Prince George to get first gay bar

Owner plans to keep strict admission policy


Northern BC’s first gay bar will open in July, but the owner says staff will keep a close eye on the door to ensure the space remains friendly.

It’s a policy that has drawn comparisons with situations that existed in Vancouver bars decades ago.

On June 1, Prince George city council approved a liquor licence to the Learn to Earn Bartending School, which will open the Lambda club for the area’s gay community on July 8, just in time for Prince George’s 15th Pride celebrations, from July 7 to 9.

School operator Linda Allen tells Xtra she has been running special events under specific event licences for the past few years but thought it was time for a space queers could call their own.

“This has been a long, four-year process for me,” Allen says. “We want to host a whole lot of other events.”

She credits PFLAG and the local Peoples Alternative Lifestylez Club for helping her get her liquor permit work done.

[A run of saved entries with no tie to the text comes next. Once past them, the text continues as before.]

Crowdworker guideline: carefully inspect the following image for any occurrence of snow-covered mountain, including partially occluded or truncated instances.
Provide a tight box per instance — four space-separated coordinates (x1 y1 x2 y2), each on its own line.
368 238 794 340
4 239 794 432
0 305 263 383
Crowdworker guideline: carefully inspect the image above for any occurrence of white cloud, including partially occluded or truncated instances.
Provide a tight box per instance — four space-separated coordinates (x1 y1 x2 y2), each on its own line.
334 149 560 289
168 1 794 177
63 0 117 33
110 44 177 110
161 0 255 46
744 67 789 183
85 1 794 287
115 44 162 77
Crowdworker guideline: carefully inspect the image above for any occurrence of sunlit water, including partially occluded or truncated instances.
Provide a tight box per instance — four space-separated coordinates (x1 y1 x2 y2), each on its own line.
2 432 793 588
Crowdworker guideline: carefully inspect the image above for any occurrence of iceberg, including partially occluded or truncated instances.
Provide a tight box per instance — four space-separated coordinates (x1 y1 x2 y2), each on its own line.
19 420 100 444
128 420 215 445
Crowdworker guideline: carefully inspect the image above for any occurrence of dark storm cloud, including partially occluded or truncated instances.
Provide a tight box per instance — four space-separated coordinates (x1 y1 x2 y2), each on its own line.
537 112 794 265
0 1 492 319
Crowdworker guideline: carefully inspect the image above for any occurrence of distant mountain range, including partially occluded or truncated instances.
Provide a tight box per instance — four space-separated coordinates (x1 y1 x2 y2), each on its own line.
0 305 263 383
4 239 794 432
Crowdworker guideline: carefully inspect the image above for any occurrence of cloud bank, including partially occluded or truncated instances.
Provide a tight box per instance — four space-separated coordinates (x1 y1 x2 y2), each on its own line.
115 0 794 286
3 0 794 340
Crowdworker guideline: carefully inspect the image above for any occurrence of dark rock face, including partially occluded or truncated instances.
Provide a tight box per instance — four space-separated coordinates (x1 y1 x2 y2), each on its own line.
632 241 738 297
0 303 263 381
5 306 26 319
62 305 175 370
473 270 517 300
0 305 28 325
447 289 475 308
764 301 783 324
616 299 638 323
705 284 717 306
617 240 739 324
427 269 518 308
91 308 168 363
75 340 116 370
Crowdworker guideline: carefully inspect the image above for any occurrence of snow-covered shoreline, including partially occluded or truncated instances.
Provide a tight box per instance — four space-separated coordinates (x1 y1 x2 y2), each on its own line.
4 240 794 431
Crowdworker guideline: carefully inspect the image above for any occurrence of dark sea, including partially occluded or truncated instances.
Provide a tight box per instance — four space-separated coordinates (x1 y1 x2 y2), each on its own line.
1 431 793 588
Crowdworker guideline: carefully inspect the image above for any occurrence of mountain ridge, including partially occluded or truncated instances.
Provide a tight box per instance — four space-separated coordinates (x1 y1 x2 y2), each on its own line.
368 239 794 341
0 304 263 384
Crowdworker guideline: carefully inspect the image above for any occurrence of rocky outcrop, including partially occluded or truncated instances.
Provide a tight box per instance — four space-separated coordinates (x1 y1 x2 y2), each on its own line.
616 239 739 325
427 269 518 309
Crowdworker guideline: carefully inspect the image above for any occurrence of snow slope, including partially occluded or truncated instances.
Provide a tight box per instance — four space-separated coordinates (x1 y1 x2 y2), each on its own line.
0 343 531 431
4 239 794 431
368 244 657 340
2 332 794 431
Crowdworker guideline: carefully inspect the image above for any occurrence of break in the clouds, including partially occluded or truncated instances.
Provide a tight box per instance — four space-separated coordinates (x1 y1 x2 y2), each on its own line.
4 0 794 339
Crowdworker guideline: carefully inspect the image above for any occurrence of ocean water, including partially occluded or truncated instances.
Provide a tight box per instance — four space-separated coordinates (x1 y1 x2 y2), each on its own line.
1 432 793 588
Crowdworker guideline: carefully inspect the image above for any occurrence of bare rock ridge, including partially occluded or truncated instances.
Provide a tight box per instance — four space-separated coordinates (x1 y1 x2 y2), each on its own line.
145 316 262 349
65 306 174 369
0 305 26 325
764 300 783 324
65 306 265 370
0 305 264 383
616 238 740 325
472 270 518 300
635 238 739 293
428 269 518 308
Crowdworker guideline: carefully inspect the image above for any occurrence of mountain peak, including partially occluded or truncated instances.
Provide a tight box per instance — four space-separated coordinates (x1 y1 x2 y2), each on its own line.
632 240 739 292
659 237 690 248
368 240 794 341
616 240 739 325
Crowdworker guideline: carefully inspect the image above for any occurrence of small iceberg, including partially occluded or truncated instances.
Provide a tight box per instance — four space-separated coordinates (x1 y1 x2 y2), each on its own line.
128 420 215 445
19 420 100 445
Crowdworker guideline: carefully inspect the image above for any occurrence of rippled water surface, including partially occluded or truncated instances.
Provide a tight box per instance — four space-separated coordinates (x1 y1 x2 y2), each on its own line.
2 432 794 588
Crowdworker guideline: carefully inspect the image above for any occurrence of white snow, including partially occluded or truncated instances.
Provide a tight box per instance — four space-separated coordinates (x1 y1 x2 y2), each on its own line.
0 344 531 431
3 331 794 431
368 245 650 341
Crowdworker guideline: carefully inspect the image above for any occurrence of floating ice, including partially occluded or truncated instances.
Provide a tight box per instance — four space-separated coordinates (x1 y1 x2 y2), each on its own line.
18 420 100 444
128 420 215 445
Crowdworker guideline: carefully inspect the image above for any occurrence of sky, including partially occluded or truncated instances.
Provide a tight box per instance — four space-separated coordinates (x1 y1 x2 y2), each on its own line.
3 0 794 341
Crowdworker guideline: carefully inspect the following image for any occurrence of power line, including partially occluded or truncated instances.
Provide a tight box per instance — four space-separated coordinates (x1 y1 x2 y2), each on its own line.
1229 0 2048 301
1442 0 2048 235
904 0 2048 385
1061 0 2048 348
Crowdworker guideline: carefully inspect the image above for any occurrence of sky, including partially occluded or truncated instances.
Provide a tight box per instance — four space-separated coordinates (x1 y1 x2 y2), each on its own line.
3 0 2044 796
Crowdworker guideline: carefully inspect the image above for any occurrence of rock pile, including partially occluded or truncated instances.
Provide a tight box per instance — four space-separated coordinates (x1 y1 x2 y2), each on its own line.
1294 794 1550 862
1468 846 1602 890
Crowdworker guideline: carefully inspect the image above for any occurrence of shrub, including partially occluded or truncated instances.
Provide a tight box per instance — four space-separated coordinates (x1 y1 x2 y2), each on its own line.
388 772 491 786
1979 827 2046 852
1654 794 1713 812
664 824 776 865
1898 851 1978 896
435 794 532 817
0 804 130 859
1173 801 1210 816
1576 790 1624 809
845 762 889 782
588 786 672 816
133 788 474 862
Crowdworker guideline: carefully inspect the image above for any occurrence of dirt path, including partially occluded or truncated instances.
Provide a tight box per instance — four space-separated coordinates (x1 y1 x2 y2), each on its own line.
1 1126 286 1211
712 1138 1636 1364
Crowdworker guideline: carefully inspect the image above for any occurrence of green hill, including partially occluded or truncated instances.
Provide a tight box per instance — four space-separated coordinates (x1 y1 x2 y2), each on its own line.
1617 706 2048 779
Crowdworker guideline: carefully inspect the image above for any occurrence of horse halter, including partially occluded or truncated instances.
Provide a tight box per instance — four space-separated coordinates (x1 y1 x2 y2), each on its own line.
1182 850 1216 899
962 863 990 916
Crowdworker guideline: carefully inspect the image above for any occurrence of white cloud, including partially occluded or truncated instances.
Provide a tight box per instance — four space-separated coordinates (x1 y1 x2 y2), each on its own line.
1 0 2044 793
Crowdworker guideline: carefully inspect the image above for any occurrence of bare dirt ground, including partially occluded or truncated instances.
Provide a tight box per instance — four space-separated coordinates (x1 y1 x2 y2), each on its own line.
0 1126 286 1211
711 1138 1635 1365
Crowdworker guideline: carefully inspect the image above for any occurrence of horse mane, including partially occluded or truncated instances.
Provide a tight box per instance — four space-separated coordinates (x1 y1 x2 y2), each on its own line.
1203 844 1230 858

Allen says she plans to close the Lambda 30 minutes before other bars close so people can get home safely. And in order to get into Lambda, she says, would-be patrons will have to name someone gay already known at the club. “Otherwise, you can’t get in,” she says. “Safety is number one.”

But she also says no one will be turned away — unless they cause problems. “We’re going to look at you and monitor you and make sure you don’t cause any problems. We never want to turn anybody away. Everybody gets a chance to come in.”

Prince George activist Shawn Peters welcomes the club and its safety precautions.

“I think it gives us a safe space to enjoy ourselves and go out on the weekend,” he says. “We don’t have to worry about hitting on someone and getting beaten up.”

Pride Prince George director Jerry Chaillee tells Xtra some people just coming out might find the door policy intimidating. But, he adds, it’s a situation most gay people have faced at some point.

The woman who will work the door is pretty welcoming and knows most people, he adds. He doesn’t anticipate anyone feeling excluded as a result of the policy.

Gay archivist Ron Dutton says Vancouver never really had any restrictive door policies, except at some licence-less bottle clubs where patrons had to check their liquor at the bar, then have it served back to them on request. At some of those early gay clubs, patrons had to know someone to get in.

“Maybe Prince George has some issues relating to straights or whatever coming in and feel the need to impose some restrictions,” he says.

 

It’s not unimaginable in Vancouver for an influx of straight people to cause problems in gay spaces, he adds.

Dutton says that in the 1980s, women began to realize they could go to gay bars and not worry about being hit on. But the men soon followed, which led to what he describes as “Biff and Candy” couples in gay bars engaging in heteronormative behaviours, which were an affront to the patrons who were in what they believed was a gay space. “They would show up… start dirty dancing,” he recalls. “It was a deliberate… in-your-face display of straight sexuality.” The straight men would then cause problems when they were hit on by gay guys, he says.

That issue was somewhat resolved, he adds, by installing signs in bars that read, “This is a gay establishment. If you have a problem with that, don’t come in.”